Every tool I’ve shipped in Rust is a single executable. No installer, no runtime, no DLL dependencies. LockSmith (the SMB file lock tool) is about 4 MB. EventSleuth (the Windows Event Log viewer) is comparable. These ship as a single file you can copy to a server and run.

The comparison that matters most is HandleHunter, which does the same job as LockSmith but in pure C with no runtime. HandleHunter is 134 KB. LockSmith is 4 MB. The difference is egui — the immediate-mode UI framework adds bulk but saves significant development time. For a tool where binary size actually matters (emergency recovery, USB stick deployment), I’d use the C version. For everything else, the Rust version’s 4 MB is fine.

Performance-wise, LockSmith starts in about 0.5 seconds. That’s native code with no JIT warmup and no WebView2 spin-up. The previous Tauri version of a similar tool used roughly twice the memory and took about 1.5 seconds to show its first frame. egui compiles to the executable directly — there’s no embedded browser.

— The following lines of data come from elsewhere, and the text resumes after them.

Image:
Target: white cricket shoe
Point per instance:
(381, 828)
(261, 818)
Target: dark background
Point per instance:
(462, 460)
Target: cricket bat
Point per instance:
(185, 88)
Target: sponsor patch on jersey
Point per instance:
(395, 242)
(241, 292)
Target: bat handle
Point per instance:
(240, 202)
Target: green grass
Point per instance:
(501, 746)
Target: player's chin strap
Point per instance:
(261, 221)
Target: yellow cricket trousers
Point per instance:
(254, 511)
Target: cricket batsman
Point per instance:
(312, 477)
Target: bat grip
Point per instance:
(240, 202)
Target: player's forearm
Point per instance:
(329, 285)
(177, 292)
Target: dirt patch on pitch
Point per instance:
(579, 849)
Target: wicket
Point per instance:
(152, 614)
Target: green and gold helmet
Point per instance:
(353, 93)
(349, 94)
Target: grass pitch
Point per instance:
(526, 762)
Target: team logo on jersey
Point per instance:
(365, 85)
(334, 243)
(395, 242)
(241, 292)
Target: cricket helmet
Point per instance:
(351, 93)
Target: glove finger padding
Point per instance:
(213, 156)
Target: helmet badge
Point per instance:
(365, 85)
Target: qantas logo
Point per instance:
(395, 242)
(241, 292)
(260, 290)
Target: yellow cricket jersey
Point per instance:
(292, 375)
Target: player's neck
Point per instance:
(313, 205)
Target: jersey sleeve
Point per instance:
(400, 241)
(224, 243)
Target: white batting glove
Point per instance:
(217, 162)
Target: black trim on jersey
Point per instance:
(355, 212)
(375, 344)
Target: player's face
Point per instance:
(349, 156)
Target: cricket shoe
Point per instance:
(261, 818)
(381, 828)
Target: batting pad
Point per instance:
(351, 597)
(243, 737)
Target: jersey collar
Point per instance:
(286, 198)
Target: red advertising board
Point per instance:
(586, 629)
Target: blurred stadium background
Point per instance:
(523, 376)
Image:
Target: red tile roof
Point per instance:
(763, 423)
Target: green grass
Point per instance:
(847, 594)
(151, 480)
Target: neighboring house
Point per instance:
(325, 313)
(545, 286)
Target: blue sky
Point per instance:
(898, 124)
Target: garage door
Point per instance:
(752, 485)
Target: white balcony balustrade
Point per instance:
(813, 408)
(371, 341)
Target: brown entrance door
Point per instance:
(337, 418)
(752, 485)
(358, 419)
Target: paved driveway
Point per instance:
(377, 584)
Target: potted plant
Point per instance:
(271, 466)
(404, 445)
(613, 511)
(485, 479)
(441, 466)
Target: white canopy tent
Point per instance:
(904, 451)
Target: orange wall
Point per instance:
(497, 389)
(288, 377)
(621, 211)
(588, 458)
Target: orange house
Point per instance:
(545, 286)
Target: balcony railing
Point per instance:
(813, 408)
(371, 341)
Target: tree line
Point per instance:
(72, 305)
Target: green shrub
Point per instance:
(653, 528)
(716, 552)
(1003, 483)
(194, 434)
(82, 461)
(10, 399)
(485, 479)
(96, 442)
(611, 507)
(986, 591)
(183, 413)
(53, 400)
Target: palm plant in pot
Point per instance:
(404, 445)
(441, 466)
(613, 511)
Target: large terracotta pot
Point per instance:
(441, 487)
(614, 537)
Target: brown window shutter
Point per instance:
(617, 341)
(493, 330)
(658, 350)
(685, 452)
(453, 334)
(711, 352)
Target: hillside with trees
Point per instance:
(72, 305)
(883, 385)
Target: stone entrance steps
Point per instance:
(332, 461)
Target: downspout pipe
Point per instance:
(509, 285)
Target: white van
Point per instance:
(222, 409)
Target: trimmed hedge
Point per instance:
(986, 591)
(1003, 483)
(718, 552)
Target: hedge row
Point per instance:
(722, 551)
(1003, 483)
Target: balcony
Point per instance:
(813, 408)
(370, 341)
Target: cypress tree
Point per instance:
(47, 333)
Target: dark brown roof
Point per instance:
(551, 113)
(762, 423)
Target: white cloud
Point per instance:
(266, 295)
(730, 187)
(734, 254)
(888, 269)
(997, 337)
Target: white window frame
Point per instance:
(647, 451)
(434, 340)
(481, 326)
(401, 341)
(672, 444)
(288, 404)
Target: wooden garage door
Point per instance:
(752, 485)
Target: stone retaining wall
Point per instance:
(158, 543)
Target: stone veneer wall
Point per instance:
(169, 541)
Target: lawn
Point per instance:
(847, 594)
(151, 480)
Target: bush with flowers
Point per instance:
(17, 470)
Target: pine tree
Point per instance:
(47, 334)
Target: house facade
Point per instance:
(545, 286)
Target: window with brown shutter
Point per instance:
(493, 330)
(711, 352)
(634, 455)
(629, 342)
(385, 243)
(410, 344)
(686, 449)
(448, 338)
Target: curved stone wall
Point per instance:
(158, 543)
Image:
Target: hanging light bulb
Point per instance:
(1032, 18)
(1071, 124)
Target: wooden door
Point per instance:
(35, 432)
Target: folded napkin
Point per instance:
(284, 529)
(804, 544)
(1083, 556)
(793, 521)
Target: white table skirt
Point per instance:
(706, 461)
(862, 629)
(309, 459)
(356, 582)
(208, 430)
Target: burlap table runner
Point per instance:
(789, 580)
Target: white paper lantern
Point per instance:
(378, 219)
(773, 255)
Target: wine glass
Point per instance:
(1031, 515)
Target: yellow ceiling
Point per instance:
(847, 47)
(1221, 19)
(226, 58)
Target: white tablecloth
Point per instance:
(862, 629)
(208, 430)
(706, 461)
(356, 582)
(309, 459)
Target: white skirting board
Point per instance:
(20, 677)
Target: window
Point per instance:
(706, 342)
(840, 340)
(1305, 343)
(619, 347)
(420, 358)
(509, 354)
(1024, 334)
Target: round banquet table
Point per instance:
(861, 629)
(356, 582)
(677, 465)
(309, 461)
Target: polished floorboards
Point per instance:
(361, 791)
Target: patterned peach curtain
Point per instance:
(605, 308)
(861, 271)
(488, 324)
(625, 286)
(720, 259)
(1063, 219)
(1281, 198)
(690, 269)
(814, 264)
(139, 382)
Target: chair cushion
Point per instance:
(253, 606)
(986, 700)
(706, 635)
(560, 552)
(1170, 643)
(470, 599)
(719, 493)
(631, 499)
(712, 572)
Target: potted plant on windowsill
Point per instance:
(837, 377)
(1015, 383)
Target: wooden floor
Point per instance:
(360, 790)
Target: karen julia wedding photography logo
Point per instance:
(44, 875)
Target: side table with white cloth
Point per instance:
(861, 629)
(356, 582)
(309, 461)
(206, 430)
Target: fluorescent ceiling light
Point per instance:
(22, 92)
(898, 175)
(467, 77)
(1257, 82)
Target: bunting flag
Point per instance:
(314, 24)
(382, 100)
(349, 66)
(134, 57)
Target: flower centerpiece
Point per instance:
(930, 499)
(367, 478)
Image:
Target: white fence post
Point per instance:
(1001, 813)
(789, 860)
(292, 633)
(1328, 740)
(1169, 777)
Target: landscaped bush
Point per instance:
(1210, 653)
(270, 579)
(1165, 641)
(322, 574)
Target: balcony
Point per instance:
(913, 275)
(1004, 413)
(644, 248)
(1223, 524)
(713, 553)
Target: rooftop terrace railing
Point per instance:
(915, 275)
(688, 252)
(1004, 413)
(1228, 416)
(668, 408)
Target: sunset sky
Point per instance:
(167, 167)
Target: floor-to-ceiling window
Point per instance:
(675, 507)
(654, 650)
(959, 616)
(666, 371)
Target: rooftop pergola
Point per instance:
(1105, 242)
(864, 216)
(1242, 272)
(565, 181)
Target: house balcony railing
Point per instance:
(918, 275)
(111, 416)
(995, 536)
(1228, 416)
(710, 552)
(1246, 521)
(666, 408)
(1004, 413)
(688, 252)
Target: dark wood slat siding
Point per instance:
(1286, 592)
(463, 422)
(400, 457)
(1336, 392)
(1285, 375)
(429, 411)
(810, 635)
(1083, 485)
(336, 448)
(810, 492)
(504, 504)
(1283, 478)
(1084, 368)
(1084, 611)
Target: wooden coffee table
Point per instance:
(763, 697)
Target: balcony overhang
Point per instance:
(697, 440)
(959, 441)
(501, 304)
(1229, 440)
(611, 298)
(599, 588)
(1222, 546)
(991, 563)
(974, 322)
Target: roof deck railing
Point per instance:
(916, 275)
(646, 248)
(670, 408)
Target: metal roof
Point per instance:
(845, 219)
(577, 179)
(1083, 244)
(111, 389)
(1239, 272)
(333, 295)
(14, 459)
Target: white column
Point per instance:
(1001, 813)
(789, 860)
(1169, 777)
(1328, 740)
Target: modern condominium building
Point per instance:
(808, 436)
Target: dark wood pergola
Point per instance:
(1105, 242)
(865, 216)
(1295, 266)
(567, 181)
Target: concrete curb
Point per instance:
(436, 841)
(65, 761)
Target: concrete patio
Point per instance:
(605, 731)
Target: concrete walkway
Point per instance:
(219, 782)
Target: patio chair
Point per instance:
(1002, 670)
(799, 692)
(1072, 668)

egui: good enough and no more

egui is an immediate-mode GUI framework for Rust. It renders with whatever backend you configure — typically OpenGL or wgpu — and has no external dependencies. Every widget call is a function call that runs every frame. There’s no DOM, no event listeners, no retained widget state tracked separately from your application state.

The tradeoff is apparent polish. egui apps look like egui apps. They don’t look like native Windows applications with Fluent UI components. For tools primarily used by people who know what they’re doing, this is fine. For consumer-facing software, it’s a real limitation.

The alternative I use for tools with more complex UIs is Tauri — a Rust backend with a web frontend. QuickProbe (server fleet monitoring), BitBurn (file wiping), and PSForge (PowerShell IDE) all use Tauri. The frontend can use anything — React, TypeScript, Tailwind. The backend is still Rust. The ergonomics of web development work for complex interactive UIs where egui’s simplicity would become a constraint.

Where I still don’t use Rust

PSBench, the PowerShell module explorer, is WPF with C#. The reason is direct: it hosts a PowerShell runspace (PowerShell.SDK via InitialSessionState.CreateDefault2()), which is a managed runtime that already has a CLR dependency. There’s no advantage to a Rust wrapper around a managed object. C# is the right tool because the heavy lifting is already a .NET concern.

If your tool is primarily a wrapper around a .NET API, don’t pretend Rust is simpler. PSBench uses MVVM, dependency injection, and two isolated runspaces (one for module introspection, one for command execution). That’s a well-understood C# architecture that would be significantly more work to replicate via FFI.

The tradeoffs that remain true

The borrow checker will fight you. The compile times are slower than Go or C#. The GUI ecosystem — while genuinely improving — still can’t match WPF or SwiftUI for polish out of the box. These are real costs.

What you get in return: predictable memory usage, no runtime to distribute, no GC pauses under load, and a compiler that catches whole categories of concurrency bug before the code ships. For security-adjacent tools where “it crashes in production” is particularly bad, those guarantees are worth the compile-time friction.

The concrete answer to “should I use Rust?” is: if you’re building something where performance, binary size, or memory predictability are material concerns — write it in Rust. If you’re wrapping a managed API or building something where rich ecosystem integrations matter more than the runtime footprint — use the language that fits the dependency.

All of my Rust tools are on GitHub, MIT licensed.